More worrying for the brand is the rise of ad blockers. There is no way of working out exactly how much impact have ad blockers will have on The Sun’s bottom line, but conservative estimates from this IAB report concluded that one in five Britons use one.
Even attracting huge amounts of traffic doesn’t always pay significant dividends as the Mail Online has discovered. The Sun has apparently doubled its digital sales team and has incorporated Unruly Media, which it bought earlier this year, as part of its core offering. Ultimately monetising online content remains a challenge for most UK newspapers.

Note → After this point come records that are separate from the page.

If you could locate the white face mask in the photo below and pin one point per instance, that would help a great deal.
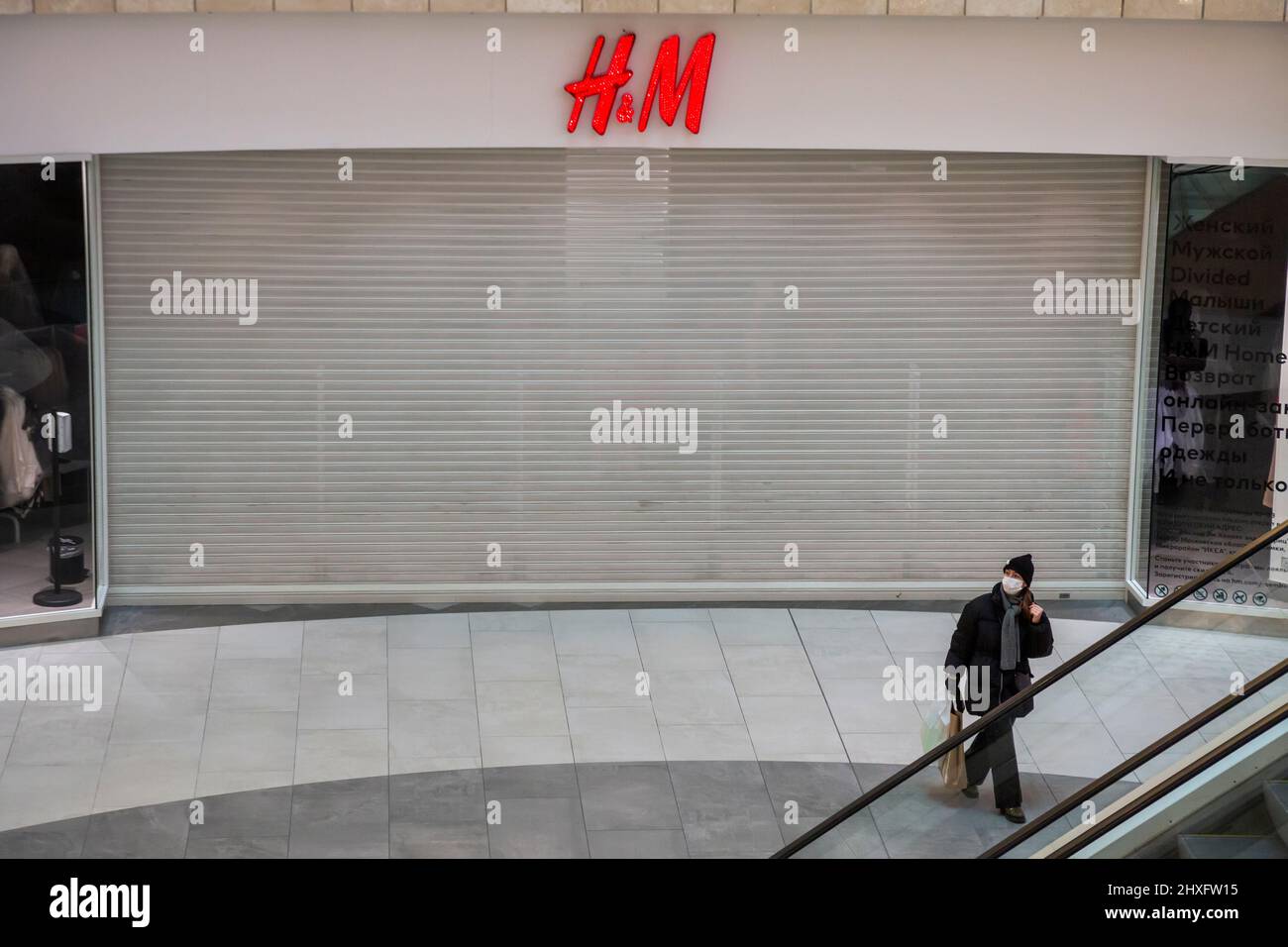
(1012, 585)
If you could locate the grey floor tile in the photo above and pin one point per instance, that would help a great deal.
(256, 813)
(33, 795)
(755, 626)
(771, 669)
(600, 681)
(420, 840)
(249, 741)
(539, 828)
(855, 838)
(557, 781)
(451, 796)
(522, 709)
(793, 728)
(703, 742)
(845, 618)
(725, 809)
(361, 702)
(679, 646)
(438, 815)
(256, 684)
(695, 698)
(340, 819)
(526, 751)
(636, 843)
(510, 621)
(147, 831)
(52, 735)
(246, 847)
(430, 674)
(614, 735)
(50, 840)
(147, 718)
(336, 754)
(432, 729)
(514, 656)
(631, 795)
(147, 774)
(429, 630)
(593, 631)
(356, 646)
(278, 641)
(653, 615)
(818, 789)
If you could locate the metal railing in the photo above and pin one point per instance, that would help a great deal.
(1038, 685)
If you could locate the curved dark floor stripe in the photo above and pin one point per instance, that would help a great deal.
(568, 810)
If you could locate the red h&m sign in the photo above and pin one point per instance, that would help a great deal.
(668, 84)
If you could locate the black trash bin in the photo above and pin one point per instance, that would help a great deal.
(67, 561)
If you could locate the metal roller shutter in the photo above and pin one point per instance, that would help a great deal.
(472, 425)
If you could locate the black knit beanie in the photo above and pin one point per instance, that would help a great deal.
(1024, 566)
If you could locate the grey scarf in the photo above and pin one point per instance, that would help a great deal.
(1010, 633)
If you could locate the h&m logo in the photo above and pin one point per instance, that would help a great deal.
(668, 85)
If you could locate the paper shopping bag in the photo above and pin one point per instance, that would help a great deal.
(952, 766)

3. The changing media landscape – mobile
The ongoing shift from desktop to mobile, which has arguably sped up in the last couple of year, also means some interesting challenges for The Sun. Like all publishers, it is currently mulling over the pros and cons of integrated platforms like Facebook’s Instant stories and Snapchat Discover. There are already several News Corp linked websites on Discover including Sky News. So it may be a matter of time before The Sun lands on the platform.
‘As publishers, we’re caught in the middle of what is clearly the difference between walled gardens and an open web,’ Carter told The Drum. ‘While that battle between these walled gardens is going on there’s a chance for us to use some of those good distribution platforms. We’re just starting to get the statistics in from Apple News in the US and so we’ll look to see how it’s working out, and that’s the same for [Facebook’s] Instant Articles.’
4. Exploring other monetisation options
The culling of the paywall might not mean that the days when readers pay for content at The Sun are completely over. Other newspapers, like FT and New York Times, have pioneered metered paywalls, while in Europe the startup Blendle has created a growing business in Germany and The Netherlands offering individual articles for sale from high-profile media companies.
Some media companies are also championing membership schemes and again this is another option that the News UK is sure to be considering.
Might The Sun innovate in this area too?
For media watchers, it will be fascinating to see how the post-paywall Sun fares, and what strategies it adopts.